At last the winter seems to be truly behind us (here in the last week of May.) The waters in the local streams and ponds have finally warmed to the point were dragonflies and damselflies are out in force again, even though the trees are still not quite at the point of having their full foliage, and the plants of the field are sill stunted and short.
No matter – the spring wildflowers have come and gone, and now it’s time to move onto shooting insects. From my perspective, it’s that simple.
The K10D s one new thing this year. Pentax seems to release their new cameras in the last fall – just in time for holiday shoppers but too late for insect photographers (at least in the northern part of the northern hemisphere.) So using the K10D for insect shots is a bit of a new thing this season.
Well – just a _bit_ of a new thing. The camera is very much like my old mainstay, the *ist-d, in terms of fit and feel. Acclimating to it for insect photography has been a complete non-event – though I really appreciate the greatly enhance speed and responsiveness of the new camera. Plus, the 10 megapixel sensor does seem to squeeze out more detail in the insect close-ups.

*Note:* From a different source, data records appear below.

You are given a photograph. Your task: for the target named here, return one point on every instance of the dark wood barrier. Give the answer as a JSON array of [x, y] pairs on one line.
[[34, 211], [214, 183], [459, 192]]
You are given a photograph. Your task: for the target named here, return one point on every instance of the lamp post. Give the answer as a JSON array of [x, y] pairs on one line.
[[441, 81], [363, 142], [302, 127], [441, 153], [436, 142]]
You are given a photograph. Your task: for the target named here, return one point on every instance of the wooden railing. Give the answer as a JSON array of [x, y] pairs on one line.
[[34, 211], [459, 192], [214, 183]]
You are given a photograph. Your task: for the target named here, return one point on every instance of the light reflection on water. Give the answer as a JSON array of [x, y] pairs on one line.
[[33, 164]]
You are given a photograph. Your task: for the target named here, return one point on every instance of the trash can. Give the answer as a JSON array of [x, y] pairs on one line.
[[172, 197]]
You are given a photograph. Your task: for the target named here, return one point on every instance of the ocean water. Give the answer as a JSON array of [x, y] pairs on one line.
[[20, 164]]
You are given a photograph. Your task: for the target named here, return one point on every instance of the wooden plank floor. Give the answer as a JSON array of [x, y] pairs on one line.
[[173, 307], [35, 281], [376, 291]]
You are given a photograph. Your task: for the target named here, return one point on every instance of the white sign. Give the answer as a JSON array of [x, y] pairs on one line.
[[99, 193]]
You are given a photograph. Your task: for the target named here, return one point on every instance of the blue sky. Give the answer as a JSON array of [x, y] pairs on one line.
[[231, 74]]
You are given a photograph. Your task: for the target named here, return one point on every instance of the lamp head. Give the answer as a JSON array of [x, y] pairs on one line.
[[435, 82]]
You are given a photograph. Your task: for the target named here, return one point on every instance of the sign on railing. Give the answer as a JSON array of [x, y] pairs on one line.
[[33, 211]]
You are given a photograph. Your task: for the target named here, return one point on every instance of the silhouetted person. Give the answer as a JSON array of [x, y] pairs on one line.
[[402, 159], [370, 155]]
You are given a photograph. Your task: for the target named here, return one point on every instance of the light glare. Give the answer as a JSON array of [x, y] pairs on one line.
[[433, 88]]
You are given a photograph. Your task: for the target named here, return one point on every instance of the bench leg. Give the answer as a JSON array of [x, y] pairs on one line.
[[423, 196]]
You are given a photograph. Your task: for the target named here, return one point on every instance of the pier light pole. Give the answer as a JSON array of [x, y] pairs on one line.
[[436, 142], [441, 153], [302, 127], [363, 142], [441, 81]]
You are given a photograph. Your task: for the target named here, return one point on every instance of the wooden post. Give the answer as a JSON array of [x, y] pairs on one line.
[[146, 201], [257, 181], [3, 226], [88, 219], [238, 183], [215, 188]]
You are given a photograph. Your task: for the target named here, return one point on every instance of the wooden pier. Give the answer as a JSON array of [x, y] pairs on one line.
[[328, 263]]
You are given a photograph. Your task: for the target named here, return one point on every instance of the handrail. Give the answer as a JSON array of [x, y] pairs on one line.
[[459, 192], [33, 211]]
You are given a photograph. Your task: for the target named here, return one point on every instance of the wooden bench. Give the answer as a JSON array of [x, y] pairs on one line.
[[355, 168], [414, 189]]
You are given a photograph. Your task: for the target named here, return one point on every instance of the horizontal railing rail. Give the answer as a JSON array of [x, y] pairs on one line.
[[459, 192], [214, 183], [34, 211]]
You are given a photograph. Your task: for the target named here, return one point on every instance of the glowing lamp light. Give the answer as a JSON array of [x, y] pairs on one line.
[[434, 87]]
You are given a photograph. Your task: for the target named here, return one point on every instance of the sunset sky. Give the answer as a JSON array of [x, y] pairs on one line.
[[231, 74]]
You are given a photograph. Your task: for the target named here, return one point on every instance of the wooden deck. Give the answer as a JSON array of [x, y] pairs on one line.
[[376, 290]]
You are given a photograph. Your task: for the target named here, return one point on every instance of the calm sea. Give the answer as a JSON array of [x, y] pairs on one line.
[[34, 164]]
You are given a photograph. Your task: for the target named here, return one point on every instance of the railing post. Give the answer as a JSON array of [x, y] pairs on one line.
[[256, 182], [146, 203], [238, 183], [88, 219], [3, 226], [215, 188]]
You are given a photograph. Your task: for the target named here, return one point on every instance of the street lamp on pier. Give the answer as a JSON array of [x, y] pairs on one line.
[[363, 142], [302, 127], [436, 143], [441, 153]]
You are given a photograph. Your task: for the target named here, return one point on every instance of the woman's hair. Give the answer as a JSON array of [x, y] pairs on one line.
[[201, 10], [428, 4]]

I visited the McLInden Trails both Friday and Saturday. It’s sort of my refuge of last resort – when I have little time available but want to get out, the McLInden Trails or the Kalamazoo Nature Center are the two places I head to. They are both close and offer quick access to natural areas, where it’s possible to get some good shots.
At McLindon the dragonflies are still fairly scarce _ I managed to get one shot of a ground hugging species that I have yet to identify. Several immature common whitetails were also in the park.
The damselflies were out in greater force, and of course the ever present American Coppers were jealously guarding their territories.
Between the two trips, and maybe four hours of shooting, I only managed to get four presentable shots. Nice shots, but nothing great. But hopefully a harbinger of a good insect photography season yet to come.